This is actually very similar to the way a FreeformShape
works. In fact, it is possible
to create defects by defining them directly in the shape. However, such an approach would not be
very flexible since we would need to create an entire new shape in order to change either the
vacancy type or the shape itself. By defining the vacancy as a modifier, we can simply compose
it with any existing shapes:
from pybinding.repository import graphene
model = pb.Model(
graphene.monolayer(),
pb.rectangle(2),
vacancy(position=[0, 0], radius=0.1)
)
model.plot()
The resulting 2-atom vacancy is visible in the center of the system. The two vacant sites are
completely removed from the final Hamiltonian matrix. If we were to inspect the number of rows
and columns by looking up model.hamiltonian.shape
, we would see that the size of the matrix is
reduced by 2.
Any number of modifiers can be included in the model and they will compose as expected. We can take advantage of this and create four different vacancies, with 1 to 4 missing atoms:
model = pb.Model(
graphene.monolayer(),
pb.rectangle(2),
vacancy(position=[-0.50, 0.50], radius=0.1),
vacancy(position=[ 0.50, 0.45], radius=0.15),
vacancy(position=[-0.45, -0.45], radius=0.15),
vacancy(position=[ 0.50, -0.50], radius=0.2),
)
model.plot()
7.2. Layer defect¶
The site state modifier also has access to sublattice information. This can be used, for example,
with bilayer graphene to remove a single layer in a specific area. We’ll use the bilayer lattice
that’s included in the Material Repository. The graphene.bilayer()
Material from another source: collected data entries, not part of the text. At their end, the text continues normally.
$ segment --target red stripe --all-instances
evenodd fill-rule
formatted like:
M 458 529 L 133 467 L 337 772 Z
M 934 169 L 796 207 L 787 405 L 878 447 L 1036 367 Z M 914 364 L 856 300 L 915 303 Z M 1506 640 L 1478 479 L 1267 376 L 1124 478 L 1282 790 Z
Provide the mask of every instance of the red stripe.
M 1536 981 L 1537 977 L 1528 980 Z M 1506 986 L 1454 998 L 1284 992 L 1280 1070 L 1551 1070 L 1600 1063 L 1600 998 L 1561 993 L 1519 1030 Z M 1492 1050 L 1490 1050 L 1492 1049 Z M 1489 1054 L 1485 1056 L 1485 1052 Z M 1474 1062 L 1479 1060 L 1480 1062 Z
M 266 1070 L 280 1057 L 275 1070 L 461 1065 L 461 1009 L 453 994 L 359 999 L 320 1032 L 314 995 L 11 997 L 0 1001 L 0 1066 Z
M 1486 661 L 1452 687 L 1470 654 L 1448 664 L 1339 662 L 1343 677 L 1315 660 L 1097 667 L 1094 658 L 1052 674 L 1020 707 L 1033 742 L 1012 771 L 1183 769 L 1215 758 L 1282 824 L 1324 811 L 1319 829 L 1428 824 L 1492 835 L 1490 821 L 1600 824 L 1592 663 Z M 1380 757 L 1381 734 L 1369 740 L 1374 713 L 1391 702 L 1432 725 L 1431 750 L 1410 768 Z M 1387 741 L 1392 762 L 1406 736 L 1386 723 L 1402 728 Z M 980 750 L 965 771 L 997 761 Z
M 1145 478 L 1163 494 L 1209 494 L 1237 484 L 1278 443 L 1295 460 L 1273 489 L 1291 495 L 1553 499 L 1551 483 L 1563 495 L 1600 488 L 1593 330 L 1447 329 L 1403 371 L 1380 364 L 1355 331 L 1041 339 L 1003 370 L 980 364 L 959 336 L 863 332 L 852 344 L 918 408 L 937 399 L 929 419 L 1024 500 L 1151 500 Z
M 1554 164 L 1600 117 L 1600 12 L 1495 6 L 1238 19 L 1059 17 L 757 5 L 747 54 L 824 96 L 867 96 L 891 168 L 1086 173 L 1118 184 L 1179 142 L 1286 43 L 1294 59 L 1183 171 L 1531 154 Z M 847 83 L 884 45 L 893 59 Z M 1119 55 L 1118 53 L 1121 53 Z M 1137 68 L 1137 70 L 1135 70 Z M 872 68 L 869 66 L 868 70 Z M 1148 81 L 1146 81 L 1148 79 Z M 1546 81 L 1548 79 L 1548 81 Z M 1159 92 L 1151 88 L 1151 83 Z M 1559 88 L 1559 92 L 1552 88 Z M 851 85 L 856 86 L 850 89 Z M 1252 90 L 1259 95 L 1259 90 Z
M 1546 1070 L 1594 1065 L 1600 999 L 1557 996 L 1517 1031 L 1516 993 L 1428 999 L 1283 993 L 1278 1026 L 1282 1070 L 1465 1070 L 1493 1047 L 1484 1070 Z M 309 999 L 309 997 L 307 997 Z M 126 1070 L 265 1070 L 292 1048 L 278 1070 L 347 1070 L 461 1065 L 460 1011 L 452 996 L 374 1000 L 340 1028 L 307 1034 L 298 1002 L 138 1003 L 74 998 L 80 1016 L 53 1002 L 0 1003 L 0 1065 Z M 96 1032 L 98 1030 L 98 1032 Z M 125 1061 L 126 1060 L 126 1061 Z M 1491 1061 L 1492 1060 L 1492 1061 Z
lattice is laid out so that sublattices A1 and B1 belong to the top layer, while A2 and B2 are on
the bottom.
def scrape_top_layer(position, radius):
"""Remove the top layer of graphene in the area specified by position and radius"""
@pb.site_state_modifier
def modifier(state, x, y, sub_id):
x0, y0 = position
is_within_radius = (x-x0)**2 + (y-y0)**2 < radius**2
is_top_layer = np.logical_or(sub_id == 'A1', sub_id == 'B1')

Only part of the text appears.